Tem dores que ninguém ensina a sarar. Só o tempo e a experiência, em alguns casos, suavizam os sintomas ou são o remédio para a cura.
A cãibra, por exemplo. Passei anos sentindo aquele misto de dor, contração muscular, sensação de impotência que me acordavam sobressaltada no melhor do meu sono. Nunca achei que poderia morrer de cãibra, mas fui aprendendo a lidar com ela. Usei muito unguento para massagear e aliviar a dor. Hoje, apenas viro o pé em sentido contrário ao que a contração me forçava a virar, mantenho por alguns segundos e do nada passa.

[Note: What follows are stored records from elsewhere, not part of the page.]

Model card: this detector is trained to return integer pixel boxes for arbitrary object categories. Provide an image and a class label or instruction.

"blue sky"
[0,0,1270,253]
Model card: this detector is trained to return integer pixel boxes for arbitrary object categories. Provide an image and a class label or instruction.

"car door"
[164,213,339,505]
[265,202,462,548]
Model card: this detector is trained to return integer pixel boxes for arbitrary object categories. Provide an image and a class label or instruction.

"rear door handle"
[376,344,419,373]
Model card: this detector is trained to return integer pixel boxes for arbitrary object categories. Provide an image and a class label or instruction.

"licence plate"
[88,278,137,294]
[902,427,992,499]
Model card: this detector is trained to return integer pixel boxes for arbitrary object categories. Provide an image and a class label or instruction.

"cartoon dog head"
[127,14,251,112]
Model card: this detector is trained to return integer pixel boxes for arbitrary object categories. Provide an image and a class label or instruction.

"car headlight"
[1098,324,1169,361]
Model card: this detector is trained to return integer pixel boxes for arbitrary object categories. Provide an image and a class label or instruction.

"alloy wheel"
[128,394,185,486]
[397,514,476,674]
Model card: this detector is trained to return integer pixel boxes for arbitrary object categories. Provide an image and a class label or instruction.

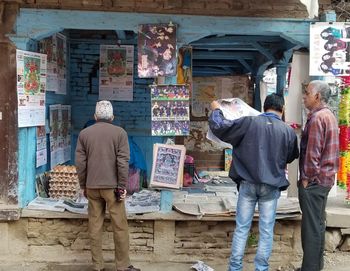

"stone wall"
[27,218,154,253]
[13,0,331,18]
[0,218,350,266]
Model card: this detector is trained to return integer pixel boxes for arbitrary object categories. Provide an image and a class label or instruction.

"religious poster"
[99,45,134,101]
[151,85,190,136]
[176,47,192,85]
[16,50,46,127]
[50,104,71,168]
[39,33,67,94]
[55,33,67,94]
[61,105,71,162]
[150,144,186,188]
[36,126,47,167]
[50,104,63,168]
[310,22,350,76]
[137,24,176,78]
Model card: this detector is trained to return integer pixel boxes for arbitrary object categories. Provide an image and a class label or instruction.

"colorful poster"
[61,105,71,162]
[137,24,176,78]
[151,85,190,136]
[39,33,67,94]
[36,126,47,167]
[310,22,350,76]
[176,47,192,85]
[150,144,186,188]
[50,104,63,168]
[99,45,134,101]
[55,33,67,94]
[17,50,46,127]
[50,104,71,168]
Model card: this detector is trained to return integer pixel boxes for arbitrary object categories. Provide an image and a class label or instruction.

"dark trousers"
[299,183,330,271]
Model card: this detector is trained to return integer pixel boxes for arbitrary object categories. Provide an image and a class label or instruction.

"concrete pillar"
[276,63,288,96]
[254,74,263,111]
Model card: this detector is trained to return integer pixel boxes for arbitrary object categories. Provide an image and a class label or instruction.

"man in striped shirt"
[297,80,339,271]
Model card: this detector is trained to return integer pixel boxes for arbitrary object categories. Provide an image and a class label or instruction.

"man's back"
[232,115,298,189]
[211,112,299,190]
[76,121,129,188]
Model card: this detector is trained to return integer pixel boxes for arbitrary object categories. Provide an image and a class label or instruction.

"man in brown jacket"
[75,101,140,271]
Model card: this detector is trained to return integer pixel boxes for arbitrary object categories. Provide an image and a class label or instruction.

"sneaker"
[117,265,141,271]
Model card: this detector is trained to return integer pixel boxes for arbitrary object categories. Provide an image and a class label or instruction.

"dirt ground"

As dores de Maria de Lourdes começaram durante a pandemia. Perdeu emprego, marido e filho em consequência da covid-19. O isolamento a que se vê obrigada a cumprir por ter tido contato com os falecidos quando ainda estavam doentes apenas colabora para que sua dor aumente. Nunca imaginara que a solidão doesse tanto! Angustiava tanto! Muito mais que uma cãibra. E para Maria de Lourdes não bastaria virar o pé para o lado contrário. Não ia passar. Só poderia recorrer ao tempo que, talvez, lhe desse a experiência para superar e curar-se daquela angústia que a solidão lhe causava.
Apesar da dor, seu íntimo ia se nutrindo de esperança. Porque o ser humano parece ser movido por esperança. Não sei explicar essa força e energia contidas nessas quatro sílabas: ES-PE-RAN-ÇA. Sem ela não há força do pensamento que dê jeito. O bom é que ela é muito difícil de se apagar. Quando pensamos que não, lá vem ela reacendendo, (re) iluminando, recarregando as forças da pessoa. E no brasileiro parece que ela é mais potente. O povo daqui pode passar fome, estar desempregado, ser oprimido, humilhado, vem a tal esperança e resolve tudo. Ou quase tudo. E naqueles momentos difíceis pelos quais estava passando, Maria de Lourdes se nutria dela. Tinha esperança de não precisar ser internada, da chegada de uma vacina eficaz, de ter sua dor amenizada… E novamente aquela luzinha começava a brilhar dentro dela: “Quando a pandemia passar eu quero ter alguém perto para poder abraçar”.